Plans again underway to repatriate Muslims who fled to Bangladesh: Arakan military council spox 

Arrangements are being made to systematically accept Muslims who fled to neighbouring Bangladesh in fear of the Myanmar military’s deadly and destructive 2016-17 regional clearance operations, according to U Hla Thein, a spokesperson for the Arakan State regime council. 

By DMG 05 Feb 2022

Muslims who voluntarily returned home in early 2018.

DMG Newsroom
5 February 2022, Sittwe 

Arrangements are being made to systematically accept Muslims who fled to neighbouring Bangladesh in fear of the Myanmar military’s deadly and destructive 2016-17 regional clearance operations, according to U Hla Thein, a spokesperson for the Arakan State regime council. 

The Union government has arranged directly to accept returnees at Ngarkhuya repatriation centre for those who come back via waterways and at Taung Pyo Let Wae repatriation centre for those returning overland, U Hla Thein said.  

“We heard that the Union government has arranged systematically to accept returnees. They will be transferred to Hla Poe Khaung transit camp after they are accepted at Ngarkhuya and Taung Pyo Let Wae repatriation centres,” he said, adding that he “did not know” when the repatriation process would begin. 

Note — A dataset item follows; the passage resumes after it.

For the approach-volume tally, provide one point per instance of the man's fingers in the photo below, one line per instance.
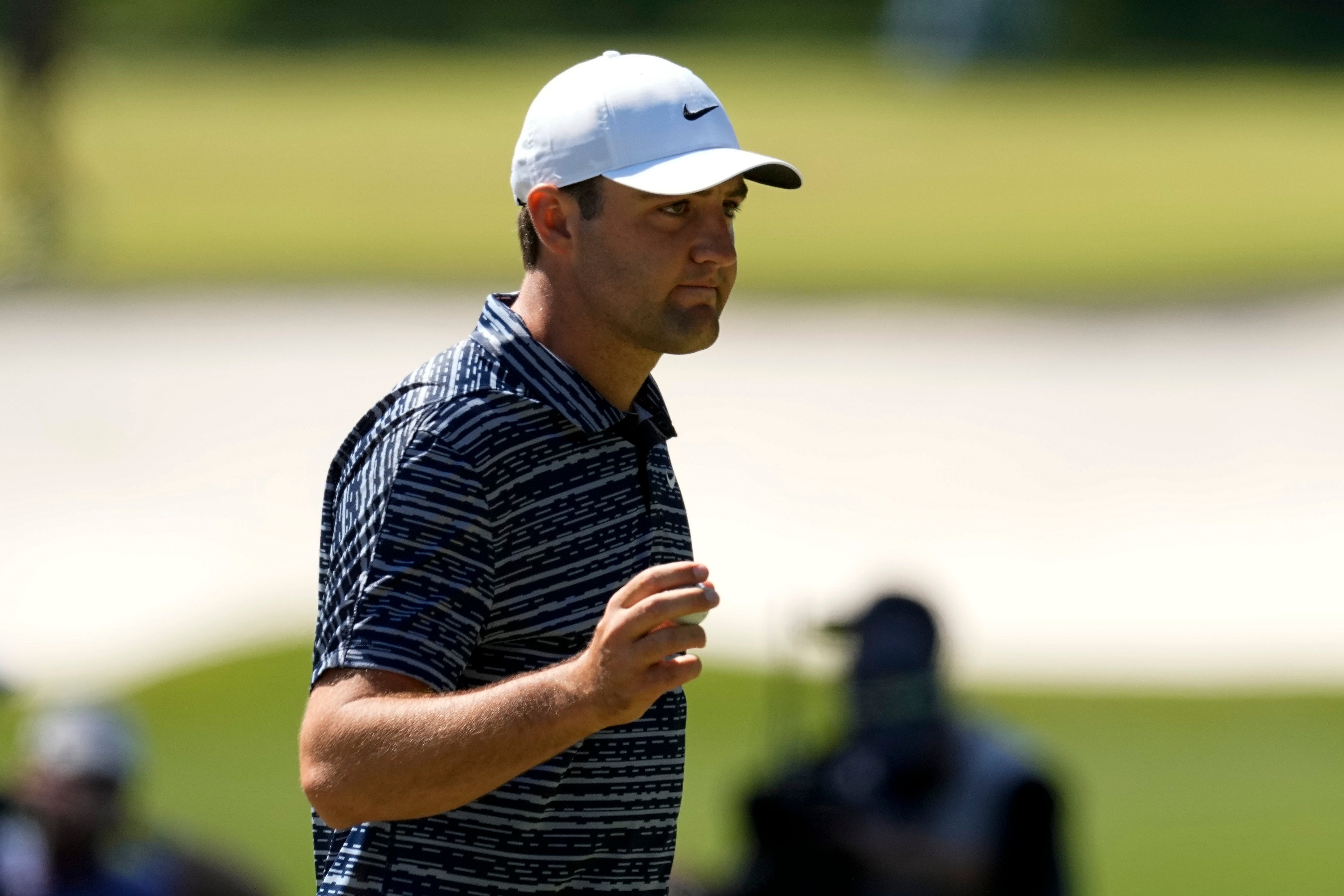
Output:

Returnees will need to carry documents attesting to their health status as free of Covid-19, and will face Covid-19 testing on the Myanmar side before they are accepted, U Hla Thein added. 

“Those who have tested positive for Covid-19 will not be allowed to enter Myanmar. Those who are not infected with coronavirus will be transferred to Hla Poe Kaung transit camp before they are resettled. I do not know the details,” he said. 

On December 17, officials visited the Taung Pyo Let Wae, Ngarkhuya and Hla Poe Khaung repatriation sites in Maungdaw Township. Dr. Thet Thet Khaing, Union minister for Social Welfare, Relief and Resettlement, and Dr. Aung Kyaw Min, the Arakan State chief minister, reportedly discussed the repatriation process on February 3 in Naypyidaw. 

Multiple efforts to begin a large-scale repatriation programme have foundered in recent years. A Bangladeshi official told Voice of America early last year — less than two weeks before Myanmar’s military seized power in a coup — that he expected the return to begin in June 2021.  

More than 700,000 Muslims fled to Bangladesh in 2016 and 2017, when the Myanmar military launched a brutal crackdown that it described as “clearance operations” following two separate attacks on security forces by the Arakan Rohingya Salvation Army.  

The United Nations’ human rights chief at the time described the military’s actions as a “textbook example of ethnic cleansing,” while others in the international community have called it genocide, including Bangladesh’s former foreign minister.